The biggest worry for US intelligence agencies isn't foreign spies – it's insider leaks, according to retired Air Force General Michael Hayden, a former director of both the CIA and NSA.
“In the past, we’ve lost secrets to foreign adversaries,” Hayden told news outlet McClatchy in an interview. “Now we’ve got the self-motivated insider that is our most important counterintelligence challenge.”
Hayden mentioned the WikiLeaks ‘Vault 7’ release, which contains thousands of top-secret CIA documents that reveal the agency's hacking tools and represents one of the biggest security breaches in CIA history.
The FBI and CIA reportedly believe the information was leaked by an inside contractor or agent, rather than an outside hacker. That suspicion seems to align with what WikiLeaks said in the press release announcing Vault 7.
Hayden also cited the case of Edward Snowden, a former NSA contractor who leaked the agency's surveillance practices in 2013. The whistleblower currently resides in Moscow, after being granted asylum by Russia.
The former Air Force general also brought up the case of Army soldier Chelsea Manning, who was convicted in 2013 of releasing three-quarters of a million classified or sensitive military and diplomatic documents to WikiLeaks.

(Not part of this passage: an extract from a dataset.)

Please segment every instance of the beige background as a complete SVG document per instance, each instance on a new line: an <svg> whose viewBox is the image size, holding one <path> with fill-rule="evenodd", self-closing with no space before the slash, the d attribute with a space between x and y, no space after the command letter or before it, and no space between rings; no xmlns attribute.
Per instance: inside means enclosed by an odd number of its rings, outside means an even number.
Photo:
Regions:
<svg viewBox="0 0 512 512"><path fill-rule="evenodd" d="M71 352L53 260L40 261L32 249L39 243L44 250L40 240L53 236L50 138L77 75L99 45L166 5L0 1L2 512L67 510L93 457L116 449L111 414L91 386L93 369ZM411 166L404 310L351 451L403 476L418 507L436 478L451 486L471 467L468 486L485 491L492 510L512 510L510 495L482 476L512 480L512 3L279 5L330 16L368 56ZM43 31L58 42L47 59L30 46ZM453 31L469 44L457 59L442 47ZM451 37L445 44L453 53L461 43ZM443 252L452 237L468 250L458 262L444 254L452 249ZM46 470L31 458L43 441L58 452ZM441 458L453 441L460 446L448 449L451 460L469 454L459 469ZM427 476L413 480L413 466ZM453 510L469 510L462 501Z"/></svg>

There is also the case of Harold T. Martin, the lesser-known NSA contractor who was accused by the Justice Department in February of hoarding 50 terabytes of highly-sensitive data from the agency at his home, in a shed, and in his car. His motives are not publicly known.
Hayden pointed out that the typical motives for spying – money, ideology, compromise, and ego (MICE) – were not in play during any of those cases, and thus questioned how such practices could be stopped.
“No foreign service used any of those characteristics against any of the people we mentioned. It’s kind of sui generis. How do you stop that?” Hayden said.
Hayden's statements come at a time when Russia has been repeatedly blamed for hacking the Democratic Party's computer networks during the 2016 presidential election, with Washington claiming that Moscow was trying to "interfere" with the results.
However, there is no evidence to show that the Kremlin was behind the attack, with many in the intelligence community stating that all signs point to an insider leak, rather than a hack.
Russia has denied Washington's claims as untrue and baseless.